Ketujuh langkah kaki itu berderap sepanjang lorong, sesekali menyunggingkan senyum palsu pada para pelayan yang membungkuk hormat pada mereka.
"Tuan River, apa yang anda lakukan di sini? Sebentar lagi akan ada gerhana." tanya Dexter yang berpapasan dengan mereka tepat saat ketujuh pemuda itu hendak keluar ke kebun belakang.
River membeliak terkejut, menghentikan langkahnya tiba-tiba membuat teman-temannya yang lain bertabrakan punggung dan wajah. "Oh, Dexter. Mmm.. Tidak, kami mau ke istal. Axel ingin belajar berkuda lagi. Iya kan?" River menyikut Axel yang berdiri di sampingnya.
"Uh.. Iya." Axel menyengir sekenanya.
"Hanya sebentar, kami akan kembali saat gerhana dimulai." River meyakinkan.
Sebelah alis Dexter terangkat, River menggigit bibir bawahnya berharap vampire itu tidak menanyakan lebih lanjut.
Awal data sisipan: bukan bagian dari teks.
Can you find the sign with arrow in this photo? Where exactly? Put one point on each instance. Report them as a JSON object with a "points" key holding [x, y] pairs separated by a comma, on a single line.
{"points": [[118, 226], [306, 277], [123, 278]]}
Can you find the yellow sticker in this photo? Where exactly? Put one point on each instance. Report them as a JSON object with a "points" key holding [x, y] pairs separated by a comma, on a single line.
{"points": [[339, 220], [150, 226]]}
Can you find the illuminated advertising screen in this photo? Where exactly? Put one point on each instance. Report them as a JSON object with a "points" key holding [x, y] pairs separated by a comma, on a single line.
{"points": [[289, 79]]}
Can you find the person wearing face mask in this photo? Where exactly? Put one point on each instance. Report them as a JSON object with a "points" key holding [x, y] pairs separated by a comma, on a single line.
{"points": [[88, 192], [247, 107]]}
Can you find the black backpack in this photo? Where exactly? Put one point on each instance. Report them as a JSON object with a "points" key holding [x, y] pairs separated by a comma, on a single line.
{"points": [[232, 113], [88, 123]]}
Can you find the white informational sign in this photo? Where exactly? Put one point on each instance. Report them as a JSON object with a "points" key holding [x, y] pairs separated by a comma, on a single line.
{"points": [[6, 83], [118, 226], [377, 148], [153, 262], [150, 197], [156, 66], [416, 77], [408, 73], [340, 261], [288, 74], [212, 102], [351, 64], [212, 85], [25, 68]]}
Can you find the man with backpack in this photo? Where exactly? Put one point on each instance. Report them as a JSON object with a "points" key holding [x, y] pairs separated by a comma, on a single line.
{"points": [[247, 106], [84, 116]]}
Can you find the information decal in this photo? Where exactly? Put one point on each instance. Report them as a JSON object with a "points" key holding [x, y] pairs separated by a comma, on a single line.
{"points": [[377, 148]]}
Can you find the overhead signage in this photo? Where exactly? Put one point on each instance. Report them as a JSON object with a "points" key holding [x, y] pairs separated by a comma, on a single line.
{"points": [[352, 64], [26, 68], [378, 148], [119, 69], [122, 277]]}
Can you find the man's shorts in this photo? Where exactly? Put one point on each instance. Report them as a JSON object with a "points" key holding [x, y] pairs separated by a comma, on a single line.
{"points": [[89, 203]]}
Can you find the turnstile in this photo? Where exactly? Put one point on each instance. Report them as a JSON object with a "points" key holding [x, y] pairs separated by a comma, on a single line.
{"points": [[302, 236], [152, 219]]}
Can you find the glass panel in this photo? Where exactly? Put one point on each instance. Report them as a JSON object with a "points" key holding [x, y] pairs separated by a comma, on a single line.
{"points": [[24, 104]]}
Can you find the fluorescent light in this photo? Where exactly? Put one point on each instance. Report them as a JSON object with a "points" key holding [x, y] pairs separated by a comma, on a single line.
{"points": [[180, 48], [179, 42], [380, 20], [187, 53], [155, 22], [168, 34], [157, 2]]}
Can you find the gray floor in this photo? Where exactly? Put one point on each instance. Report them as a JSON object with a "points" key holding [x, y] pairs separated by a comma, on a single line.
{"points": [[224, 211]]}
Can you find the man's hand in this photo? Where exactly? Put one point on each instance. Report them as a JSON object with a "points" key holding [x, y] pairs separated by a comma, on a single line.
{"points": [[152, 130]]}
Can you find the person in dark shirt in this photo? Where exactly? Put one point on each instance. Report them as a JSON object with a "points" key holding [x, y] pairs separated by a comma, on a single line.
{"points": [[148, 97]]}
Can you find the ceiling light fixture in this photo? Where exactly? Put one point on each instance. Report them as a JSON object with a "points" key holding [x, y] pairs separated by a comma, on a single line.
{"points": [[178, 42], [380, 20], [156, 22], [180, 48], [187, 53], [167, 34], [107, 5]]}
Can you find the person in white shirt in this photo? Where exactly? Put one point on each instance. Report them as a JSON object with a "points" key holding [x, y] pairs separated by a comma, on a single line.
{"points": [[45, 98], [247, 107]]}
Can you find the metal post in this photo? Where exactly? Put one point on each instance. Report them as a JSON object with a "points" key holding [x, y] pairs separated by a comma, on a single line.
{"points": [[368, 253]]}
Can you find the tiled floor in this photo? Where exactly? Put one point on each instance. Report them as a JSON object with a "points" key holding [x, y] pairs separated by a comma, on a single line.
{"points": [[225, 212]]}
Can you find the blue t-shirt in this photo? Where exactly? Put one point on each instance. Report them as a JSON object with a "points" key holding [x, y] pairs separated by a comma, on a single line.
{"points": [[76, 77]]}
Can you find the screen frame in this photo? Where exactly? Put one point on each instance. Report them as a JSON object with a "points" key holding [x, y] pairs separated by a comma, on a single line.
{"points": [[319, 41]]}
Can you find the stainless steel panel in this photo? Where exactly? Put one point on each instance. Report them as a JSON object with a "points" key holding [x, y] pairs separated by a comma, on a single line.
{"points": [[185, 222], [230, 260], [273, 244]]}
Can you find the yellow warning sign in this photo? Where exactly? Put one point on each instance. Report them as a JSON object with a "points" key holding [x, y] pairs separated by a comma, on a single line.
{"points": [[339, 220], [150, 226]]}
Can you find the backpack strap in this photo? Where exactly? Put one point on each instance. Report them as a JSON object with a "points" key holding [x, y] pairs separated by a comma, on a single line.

River menghela napas tertahan setelah Dexter akhirnya tersenyum, "Baiklah, semoga tuan Axel cepat bisa menunggang kuda." Kemudian Dexter pergi ke dalam kastil.
"Hampir saja!" Rex memegangi dadanya.
"Ayo, kita tidak punya waktu lagi. Gerhana akan segera dimulai." River kembali melangkahkan kakinya, bukan ke istal, melainkan melewati kebun bunga Aura, menuju menara belakang.
"Ken, Arsen kalian baik-baik saja?" tanya Aro, wajahnya khawatir.
Ken mengangguk ragu, "Ya, aku rasa."
Arsen menatap ke langit, wajahnya cemas. "Kalau terjadi sesuatu pada kami. Rex, kau tahu apa yang harus kau lakukan, kan?" Arsen melirik anak Dewa Ares itu.
Rex mengangguk mantap. Meski dia tidak yakin bisa melakukannya.
Tujuh pemuda itu memasuki menara belakang, hanya ada beberapa pelayan perempuan di sana. Mereka mempercepat langkah menaiki anak tangga yang melingkar sampai ke atas menara.
"Dia tidak ada di sini, kan?" River bertanya saat tangannya hendak membuka pintu kayu kamar Helena.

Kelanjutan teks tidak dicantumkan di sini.